Fransız Devrimi’nden doğan parti düzeni birçok kez kopya edildi. Ancak bu sistem, sadece Avrupa’da, kapitalist modernleşmenin toplumsal-patalojik sonuçlarını kendini sürekli yenileyen politik bir değerlendirmeye tabi kılan ideolojik bir rekabete hizmet etmektedir. Bu olgu, yurttaşların, kalkınmanın paradoksları karşısındaki duyarlılıklarını teşvik etmektedir. Kalkınmanın, tutucu, liberal ve sosyalist cephelerde yapılan tanımlamalarının mücadelesinde iki boyut dikkati çekmektedir: koruyucu niteliğe sahip geleneksel yaşam biçimlerinin bozulmasıyla oluşan kayıplar hayal edilen bir ilerlemeden ağır mı basmaktadır? Yoksa bugünden uygulamaya konan ve geleceği belirleyecek olan yaratıcı yıkım süreçlerinin kazançları modernleşme süreçlerinin mağluplarının acıları karşısında ağırlık mı kazanmaktadır?

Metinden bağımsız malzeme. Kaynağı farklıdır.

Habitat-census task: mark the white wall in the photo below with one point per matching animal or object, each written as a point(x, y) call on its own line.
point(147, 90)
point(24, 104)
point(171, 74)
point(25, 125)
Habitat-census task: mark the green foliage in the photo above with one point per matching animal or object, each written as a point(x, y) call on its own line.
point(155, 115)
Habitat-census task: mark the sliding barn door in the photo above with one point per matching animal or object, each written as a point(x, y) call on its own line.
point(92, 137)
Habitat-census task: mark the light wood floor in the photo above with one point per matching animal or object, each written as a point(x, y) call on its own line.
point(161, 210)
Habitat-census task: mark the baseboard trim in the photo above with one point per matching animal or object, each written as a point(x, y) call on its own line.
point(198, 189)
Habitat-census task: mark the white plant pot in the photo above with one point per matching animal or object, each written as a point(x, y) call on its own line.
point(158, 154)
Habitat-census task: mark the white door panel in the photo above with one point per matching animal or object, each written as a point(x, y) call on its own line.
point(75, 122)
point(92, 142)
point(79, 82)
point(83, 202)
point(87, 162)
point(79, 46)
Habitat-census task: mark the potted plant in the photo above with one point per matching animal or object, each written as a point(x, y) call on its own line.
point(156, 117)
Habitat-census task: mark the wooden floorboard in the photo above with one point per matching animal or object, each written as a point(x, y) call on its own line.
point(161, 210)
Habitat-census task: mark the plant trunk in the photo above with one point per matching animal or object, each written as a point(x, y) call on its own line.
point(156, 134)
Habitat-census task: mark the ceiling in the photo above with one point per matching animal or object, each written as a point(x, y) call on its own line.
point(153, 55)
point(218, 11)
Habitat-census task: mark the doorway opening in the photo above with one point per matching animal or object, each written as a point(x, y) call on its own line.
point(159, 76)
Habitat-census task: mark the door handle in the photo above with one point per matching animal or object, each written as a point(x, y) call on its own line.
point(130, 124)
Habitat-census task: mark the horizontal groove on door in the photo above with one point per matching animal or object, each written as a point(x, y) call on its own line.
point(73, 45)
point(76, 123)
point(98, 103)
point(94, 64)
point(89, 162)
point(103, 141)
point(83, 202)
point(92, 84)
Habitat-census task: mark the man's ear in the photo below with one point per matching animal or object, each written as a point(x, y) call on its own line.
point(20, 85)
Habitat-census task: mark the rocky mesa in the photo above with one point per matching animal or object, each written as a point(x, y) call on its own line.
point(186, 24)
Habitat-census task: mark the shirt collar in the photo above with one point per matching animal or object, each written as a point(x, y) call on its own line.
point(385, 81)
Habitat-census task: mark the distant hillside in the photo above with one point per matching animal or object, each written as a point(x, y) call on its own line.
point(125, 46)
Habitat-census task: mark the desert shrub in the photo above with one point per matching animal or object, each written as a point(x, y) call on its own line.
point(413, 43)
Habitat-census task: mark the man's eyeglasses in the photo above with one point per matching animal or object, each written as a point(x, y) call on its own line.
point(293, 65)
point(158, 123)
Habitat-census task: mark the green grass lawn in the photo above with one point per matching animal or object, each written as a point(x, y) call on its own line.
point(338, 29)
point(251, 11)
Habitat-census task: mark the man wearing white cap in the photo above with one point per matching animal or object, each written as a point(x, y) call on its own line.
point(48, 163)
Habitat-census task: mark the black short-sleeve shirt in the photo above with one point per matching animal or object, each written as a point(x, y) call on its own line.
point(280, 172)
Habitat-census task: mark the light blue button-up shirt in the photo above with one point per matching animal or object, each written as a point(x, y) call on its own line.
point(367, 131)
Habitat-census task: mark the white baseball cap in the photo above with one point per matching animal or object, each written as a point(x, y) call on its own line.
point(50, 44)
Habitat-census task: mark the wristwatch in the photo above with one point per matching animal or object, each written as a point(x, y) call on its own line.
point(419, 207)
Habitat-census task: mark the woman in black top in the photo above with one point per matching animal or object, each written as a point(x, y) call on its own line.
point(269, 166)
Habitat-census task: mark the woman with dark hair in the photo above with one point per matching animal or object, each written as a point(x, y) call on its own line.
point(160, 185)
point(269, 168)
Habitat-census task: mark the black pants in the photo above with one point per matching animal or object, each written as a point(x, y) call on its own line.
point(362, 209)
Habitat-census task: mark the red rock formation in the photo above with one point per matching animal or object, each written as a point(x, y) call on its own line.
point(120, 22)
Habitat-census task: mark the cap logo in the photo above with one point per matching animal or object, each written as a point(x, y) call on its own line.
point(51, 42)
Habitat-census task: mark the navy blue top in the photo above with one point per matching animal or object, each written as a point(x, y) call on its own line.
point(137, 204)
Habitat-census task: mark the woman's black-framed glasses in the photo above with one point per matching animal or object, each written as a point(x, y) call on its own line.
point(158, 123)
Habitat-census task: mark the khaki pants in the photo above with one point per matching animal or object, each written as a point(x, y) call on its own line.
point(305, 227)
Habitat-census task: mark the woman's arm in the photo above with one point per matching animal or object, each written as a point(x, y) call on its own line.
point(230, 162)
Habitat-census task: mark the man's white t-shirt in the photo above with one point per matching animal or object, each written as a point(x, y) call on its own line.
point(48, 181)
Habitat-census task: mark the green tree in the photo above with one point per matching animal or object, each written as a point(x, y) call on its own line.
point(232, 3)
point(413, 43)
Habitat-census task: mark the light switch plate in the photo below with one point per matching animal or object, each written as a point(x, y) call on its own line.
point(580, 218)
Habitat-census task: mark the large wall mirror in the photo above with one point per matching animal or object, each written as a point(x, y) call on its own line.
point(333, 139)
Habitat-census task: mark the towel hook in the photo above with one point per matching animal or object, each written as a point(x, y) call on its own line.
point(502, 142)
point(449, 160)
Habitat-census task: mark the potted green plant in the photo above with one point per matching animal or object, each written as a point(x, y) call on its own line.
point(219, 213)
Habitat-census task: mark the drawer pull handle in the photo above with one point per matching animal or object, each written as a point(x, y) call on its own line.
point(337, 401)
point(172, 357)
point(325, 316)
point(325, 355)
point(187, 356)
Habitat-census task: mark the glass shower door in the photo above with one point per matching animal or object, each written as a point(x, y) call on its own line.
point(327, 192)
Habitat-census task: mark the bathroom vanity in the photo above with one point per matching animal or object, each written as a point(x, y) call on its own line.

Avrupa’da kalıcı sonuçlara yol açan sınıfsal farklılıklardan etkilenen insanlar, bu olguyu, ancak kolektif bir tavır gösterildiği taktirde aşılabilecek bir yazgı olarak algıladılar. Böylelikle işçi sınıfı ve sosyal adalete dayalı hıristiyan gelenekler bağlamında dayanışmacı, adil dağılımı hedefleyen „daha fazla sosyal adalet“ mücadelesi, keskin toplumsal eşitsizliği göze alan bireyci çalışma adaletine karşı üstün geldi.
20. yüzyılın totaliter rejimleri ve holokost - Nasyonal sosyalizmin ele geçirdiği ülkelerin toplumlarını da sürüklediği Avrupa Yahudilerinin takibi ve yokedilişi - günümüz Avrupasına damgasını vurmuştur. Tarihin bu sayfasının özeleştirel muhasebesi politikanın ahlaki temellerinin belleklerde korunmasını sağlamıştır. Kişisel ve bedensel dokunulmazlığın ihlal edilmesine karşı gelişen yüksek duyarlılık kendini aynı zamanda Avrupa Konseyi’nin ve AB’nin ölüm cezasınının kaldırılması talebini üyeliğin koşulu olarak formüle edilmesinde göstermektedir.
Savaş dolu tarihleri boyunca bütün Avrupa ulusları kanlı çatışmalara girmiştir. Ulusların birbirlerini askeri ve düşünsel olarak karşılarına almış olmaları gerçeğinden çıkarılan ders, İkinci Dünya Savaşı’ndan sonra işbirliğine yönelik yeni uluslarüstü ilişki biçimlerinin geliştirilmesini sağlamıştır. Avrupa Birliği’nin başarı öyküsü, Avrupalılarda, devlet egemenliğinin sınırlandırılmasının küresel boyutta da devletlerin egemenliklerinin karşılıklı olarak sınırlandırılması düşüncesinin doğru olduğunu perçinlemiştir.
Her büyük Avrupa ulusu yayılmacı iktidarlarının doruk noktasına ulaştığı bir çağı yaşamış ve - bizim bağlamımızda daha önemli olan - imparatorluklarının kaybını hazmetmek gibi bir deneyim geçirmek zorunda kalmışlardır. Bu düşüş deneyimi birçok örnekte kendini sömürgelerin kaybında somutlamaktadır. Avrupa devletleri, yayılmacı egemenlik pratiğine ve sömürge tarihine olan mesafe büyüdükçe, kendilerini daha mesafeli ve eleştirel bir gözle değerlendirme şansını yakalamışlardır. Bu sayede, olgulara mağlup olanların perspektifinden bakarak, dayatmacı ve köksüzleştirici bir modernleşme sürecinin sorumlusu olan galiplerin konumunu kuşkulu bir yaklaşımla algılayabilmişlerdir. Bu gerçek, Avrupa merkeziyetçiliğinden vazgeçilmesini teşvik etmiş ve bir dünya iç politikasına duyulan Kantçı umudun daha da büyümesine yolaçmış olabilir.